Tu le sais bien, c'est l'un des plus beaux moments de ta vie. Mai 2010 - Mai 2013. Trois années sur le quai pour vivre vraiment la vie du plus beau des métiers de rue: Bouquiniste. Libraire de plein air. Dans "Libraire", va savoir pourquoi ? il y a exactement les lettres pour écrire "air libre". Bouquiniste = Libraire à l'air libre. Libraire de plein air.
Au tout début des années 70, dans ce siècle aux années 1900, tu découvres, au hasard d'une escapade parisienne, ce monde particulier des marchands de vieux livres et de vieux papiers. Un univers à la fois étrange et familier. Amarrés au bord du fleuve, impassibles, de curieux petits bateaux verts prennent l'air, du matin au soir. Ça t'étonne et te fascine, autant que les cargaisons incroyables de ces pénichettes en partance.

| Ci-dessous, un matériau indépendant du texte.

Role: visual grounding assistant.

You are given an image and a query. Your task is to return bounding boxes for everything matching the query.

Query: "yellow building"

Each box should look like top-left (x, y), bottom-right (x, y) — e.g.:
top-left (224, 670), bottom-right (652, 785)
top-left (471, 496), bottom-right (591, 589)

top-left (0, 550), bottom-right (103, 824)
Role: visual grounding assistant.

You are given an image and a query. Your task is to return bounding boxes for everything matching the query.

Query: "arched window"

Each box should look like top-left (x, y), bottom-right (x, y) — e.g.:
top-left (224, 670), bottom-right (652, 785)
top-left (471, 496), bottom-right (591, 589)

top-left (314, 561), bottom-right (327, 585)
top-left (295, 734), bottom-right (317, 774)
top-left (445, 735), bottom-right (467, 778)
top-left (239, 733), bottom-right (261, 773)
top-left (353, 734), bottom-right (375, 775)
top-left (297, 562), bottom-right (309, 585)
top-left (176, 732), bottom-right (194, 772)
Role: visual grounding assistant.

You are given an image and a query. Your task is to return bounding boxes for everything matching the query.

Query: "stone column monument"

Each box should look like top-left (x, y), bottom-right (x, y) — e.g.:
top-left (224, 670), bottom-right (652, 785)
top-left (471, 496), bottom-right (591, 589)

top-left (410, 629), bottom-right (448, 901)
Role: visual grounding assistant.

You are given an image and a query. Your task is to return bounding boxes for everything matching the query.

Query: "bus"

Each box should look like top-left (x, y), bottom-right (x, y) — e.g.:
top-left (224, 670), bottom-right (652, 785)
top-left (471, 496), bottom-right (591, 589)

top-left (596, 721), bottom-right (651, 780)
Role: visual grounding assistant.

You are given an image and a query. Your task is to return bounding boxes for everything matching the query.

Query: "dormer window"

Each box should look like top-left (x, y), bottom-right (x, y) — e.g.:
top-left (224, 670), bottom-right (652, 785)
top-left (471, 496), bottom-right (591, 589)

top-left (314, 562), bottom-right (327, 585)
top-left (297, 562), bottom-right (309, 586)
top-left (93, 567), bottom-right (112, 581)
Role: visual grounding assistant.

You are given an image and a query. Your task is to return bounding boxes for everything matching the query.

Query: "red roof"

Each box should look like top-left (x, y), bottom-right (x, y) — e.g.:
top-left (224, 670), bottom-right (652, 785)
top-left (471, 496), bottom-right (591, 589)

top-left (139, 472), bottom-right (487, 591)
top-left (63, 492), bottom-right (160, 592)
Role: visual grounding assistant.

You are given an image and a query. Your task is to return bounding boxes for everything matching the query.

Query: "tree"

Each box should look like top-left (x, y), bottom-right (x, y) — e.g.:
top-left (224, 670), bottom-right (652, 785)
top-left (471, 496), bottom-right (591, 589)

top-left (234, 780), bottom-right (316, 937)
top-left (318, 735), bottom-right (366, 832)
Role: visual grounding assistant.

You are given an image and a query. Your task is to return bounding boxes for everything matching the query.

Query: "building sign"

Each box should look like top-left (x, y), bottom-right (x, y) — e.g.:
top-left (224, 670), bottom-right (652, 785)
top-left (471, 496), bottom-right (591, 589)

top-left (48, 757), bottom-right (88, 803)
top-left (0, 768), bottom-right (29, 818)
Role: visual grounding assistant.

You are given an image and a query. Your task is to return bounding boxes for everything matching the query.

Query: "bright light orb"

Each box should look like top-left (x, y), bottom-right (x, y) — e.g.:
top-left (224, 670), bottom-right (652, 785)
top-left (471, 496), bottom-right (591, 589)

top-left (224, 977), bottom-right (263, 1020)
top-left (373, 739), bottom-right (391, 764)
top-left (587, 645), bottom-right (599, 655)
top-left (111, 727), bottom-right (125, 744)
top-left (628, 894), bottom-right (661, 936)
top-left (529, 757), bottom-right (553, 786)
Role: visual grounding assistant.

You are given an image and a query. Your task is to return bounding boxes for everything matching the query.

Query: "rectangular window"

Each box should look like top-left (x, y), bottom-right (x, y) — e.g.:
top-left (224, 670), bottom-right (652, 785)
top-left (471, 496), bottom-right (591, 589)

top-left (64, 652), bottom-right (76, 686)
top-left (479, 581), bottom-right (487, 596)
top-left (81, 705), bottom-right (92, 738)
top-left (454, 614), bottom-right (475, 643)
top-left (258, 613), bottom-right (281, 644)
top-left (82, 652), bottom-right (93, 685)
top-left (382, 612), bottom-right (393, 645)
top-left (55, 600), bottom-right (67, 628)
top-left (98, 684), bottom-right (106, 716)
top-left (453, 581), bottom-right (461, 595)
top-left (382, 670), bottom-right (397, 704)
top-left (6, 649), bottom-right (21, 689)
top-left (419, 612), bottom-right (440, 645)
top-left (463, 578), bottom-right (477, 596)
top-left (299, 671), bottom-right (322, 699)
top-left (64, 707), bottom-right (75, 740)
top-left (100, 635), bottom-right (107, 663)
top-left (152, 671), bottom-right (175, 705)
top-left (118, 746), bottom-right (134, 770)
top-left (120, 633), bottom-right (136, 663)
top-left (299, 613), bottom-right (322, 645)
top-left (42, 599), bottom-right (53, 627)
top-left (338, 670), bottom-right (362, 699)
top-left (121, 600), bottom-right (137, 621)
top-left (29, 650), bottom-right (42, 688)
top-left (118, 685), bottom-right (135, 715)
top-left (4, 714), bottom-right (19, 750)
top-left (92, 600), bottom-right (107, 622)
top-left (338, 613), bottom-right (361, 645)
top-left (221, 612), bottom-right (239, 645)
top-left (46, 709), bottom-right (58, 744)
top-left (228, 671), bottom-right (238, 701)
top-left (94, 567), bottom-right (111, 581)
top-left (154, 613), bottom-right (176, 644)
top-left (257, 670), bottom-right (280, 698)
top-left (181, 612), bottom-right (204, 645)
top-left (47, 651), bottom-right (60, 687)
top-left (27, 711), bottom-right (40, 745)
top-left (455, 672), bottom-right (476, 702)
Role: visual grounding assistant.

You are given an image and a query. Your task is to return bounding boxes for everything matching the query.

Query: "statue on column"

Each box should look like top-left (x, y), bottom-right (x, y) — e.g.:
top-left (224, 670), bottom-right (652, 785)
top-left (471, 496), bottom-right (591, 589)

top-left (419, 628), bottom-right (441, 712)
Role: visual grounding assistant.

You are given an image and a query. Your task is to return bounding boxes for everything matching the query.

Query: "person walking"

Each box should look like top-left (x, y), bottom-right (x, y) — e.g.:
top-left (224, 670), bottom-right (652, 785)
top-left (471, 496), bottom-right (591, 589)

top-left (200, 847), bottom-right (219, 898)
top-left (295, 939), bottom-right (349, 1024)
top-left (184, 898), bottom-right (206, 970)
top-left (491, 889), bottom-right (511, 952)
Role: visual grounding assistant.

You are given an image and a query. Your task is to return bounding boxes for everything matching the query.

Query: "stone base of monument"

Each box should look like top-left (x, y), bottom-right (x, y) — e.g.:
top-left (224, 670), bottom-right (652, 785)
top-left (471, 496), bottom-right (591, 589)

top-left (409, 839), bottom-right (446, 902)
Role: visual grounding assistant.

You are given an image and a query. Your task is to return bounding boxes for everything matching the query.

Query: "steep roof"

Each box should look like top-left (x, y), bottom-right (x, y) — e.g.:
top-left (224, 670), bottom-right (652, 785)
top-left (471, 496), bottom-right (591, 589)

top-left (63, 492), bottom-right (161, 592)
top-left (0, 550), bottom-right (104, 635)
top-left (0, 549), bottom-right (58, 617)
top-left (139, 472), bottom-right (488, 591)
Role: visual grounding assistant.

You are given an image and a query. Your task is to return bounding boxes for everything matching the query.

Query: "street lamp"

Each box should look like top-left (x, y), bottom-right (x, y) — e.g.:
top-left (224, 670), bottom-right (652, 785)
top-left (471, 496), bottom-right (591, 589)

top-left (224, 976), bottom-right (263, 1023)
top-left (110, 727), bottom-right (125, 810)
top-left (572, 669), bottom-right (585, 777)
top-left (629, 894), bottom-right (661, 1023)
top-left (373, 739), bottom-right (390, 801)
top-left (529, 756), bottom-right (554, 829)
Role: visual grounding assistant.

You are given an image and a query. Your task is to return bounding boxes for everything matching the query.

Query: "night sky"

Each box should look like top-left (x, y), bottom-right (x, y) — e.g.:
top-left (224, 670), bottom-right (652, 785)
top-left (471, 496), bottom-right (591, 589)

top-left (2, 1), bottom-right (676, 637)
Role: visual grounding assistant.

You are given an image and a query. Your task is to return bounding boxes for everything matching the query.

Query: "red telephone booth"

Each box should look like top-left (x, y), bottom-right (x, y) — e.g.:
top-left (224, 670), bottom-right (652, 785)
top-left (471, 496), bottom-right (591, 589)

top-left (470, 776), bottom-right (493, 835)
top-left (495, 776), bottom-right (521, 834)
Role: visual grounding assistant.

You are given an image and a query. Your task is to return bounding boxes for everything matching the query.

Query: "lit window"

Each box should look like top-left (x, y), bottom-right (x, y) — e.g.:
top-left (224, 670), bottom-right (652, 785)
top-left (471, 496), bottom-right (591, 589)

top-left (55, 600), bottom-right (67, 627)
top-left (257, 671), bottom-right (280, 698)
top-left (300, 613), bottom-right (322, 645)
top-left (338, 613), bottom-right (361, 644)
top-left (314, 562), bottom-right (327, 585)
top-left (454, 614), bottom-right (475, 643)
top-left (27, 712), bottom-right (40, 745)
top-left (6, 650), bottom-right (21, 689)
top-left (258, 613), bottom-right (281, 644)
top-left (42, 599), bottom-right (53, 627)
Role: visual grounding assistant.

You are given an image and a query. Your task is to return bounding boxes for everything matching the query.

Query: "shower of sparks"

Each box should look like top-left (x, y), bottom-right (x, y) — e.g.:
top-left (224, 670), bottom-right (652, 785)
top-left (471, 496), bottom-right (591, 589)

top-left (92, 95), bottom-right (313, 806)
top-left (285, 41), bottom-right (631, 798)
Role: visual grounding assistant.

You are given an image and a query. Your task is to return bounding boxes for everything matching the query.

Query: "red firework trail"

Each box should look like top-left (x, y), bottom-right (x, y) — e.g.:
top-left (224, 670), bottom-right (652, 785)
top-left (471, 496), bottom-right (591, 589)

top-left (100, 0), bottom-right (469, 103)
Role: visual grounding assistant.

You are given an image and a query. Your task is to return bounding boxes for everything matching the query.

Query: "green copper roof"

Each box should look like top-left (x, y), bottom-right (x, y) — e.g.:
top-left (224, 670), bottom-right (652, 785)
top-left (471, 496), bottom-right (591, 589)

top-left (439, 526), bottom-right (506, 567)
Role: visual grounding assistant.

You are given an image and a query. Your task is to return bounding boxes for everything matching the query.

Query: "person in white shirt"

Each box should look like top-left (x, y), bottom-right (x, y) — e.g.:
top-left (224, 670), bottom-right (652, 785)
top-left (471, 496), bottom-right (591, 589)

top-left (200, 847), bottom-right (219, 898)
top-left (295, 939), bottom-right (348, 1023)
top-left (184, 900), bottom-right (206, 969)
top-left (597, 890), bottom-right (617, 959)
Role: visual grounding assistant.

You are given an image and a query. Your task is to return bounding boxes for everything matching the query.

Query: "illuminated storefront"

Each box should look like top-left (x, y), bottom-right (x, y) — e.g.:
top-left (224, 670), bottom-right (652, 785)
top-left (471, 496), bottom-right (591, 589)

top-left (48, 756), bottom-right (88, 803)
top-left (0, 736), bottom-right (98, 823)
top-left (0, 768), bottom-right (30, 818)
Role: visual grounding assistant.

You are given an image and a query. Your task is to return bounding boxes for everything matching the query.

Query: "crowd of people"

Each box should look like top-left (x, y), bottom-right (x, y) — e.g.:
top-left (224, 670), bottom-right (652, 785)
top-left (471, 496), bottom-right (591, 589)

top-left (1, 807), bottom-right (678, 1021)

Tes premiers livres vraiment à toi seront des livres déjà lus par d'autres, annotés parfois, jaunis souvent, mais au texte intact et toujours vivant. Le livre d'occasion est d'emblée pour toi porteur d'un charme, d'un passé, d'une histoire, que ne possédera jamais un livre neuf. Au fil des années, à chacun de tes passages sur les quais, rive droite ou rive gauche, tu t'inventes une bibliothèque impensable, faite uniquement d'achats coup de coeur ou coup de blues. Sans que la Seine en soit jamais jalouse. Tu glanes indifféremment des éditions de peu de valeur ou des originales. Tu entres dans l'amitié de Léautaud, de Poulaille, de Rictus, de Vallès, de Verlaine ou de Rimbaud. Chacune de tes trouvailles t'apporte la part de rêve qui te manquait jusque là.
Très vite, les bouquinistes chez qui tu achètes, deviennent, plus que des marchands, des amis. De précieux amis qui te conseillent et te guident, en douceur, vers des titres ou des auteurs que tu n'aurais jamais connus sans eux. Vingt ans, trente ans, quarante ans, cinquante ans, soixante ans, toute une vie, toute ta vie, se passe ainsi. Dans l'amitié des livres et de ceux qui en font commerce. A chacun de tes passages dans cette ville où coule la Seine, tu ne manqueras pour rien au monde ta balade sur les quais. D'année en année, tu progresses dans la connaissance du métier, de ses rites, de ses rituels, de ses manies, de ses travers.
Un beau jour, tu traverses la rue. Tu entres dans ton rêve. Ton rêve devient vrai. Vieux rêve romantique. Rêve d'ado. Rêve d'enfance. A la société encadrée, tu tires ta révérence. Libéré du travail obligatoire, tes années de cotisations en ordre, tu deviens, à 60 ans, et un peu plus, celui que tu voulais être à 15 ans. Homme libre, toujours tu chériras... ton rêve.
L'étudiant en philo du début des années 70 que tu étais, le professeur de philosophie que tu as été, le Maître de Conférences que tu as incarné, le journaliste que tu es devenu, tous s'effacent avec respect devant ton nouveau métier : Bouquiniste. Sur le quai, avec tes bons huit mètres cinquante d'envergure, - la longueur réglementaire de l'espace qui t'est accordé sur le parapet - tu prends ton envol, tu donnes vie à ce vieux rêve d'ado. Bouquiniste, sur le quai des Bouquinistes, c'est désormais ta nouvelle raison d'être. Ton dernier rôle social.
Comme aimait à dire ta vieille maman : c'est pas banal ! Pour toi, c'est seulement... normal et mieux: moral ! Belle manière de tirer ta révérence et jolie façon de rendre à la Seine tous les bonheurs de lecture que la Seine t'a donné.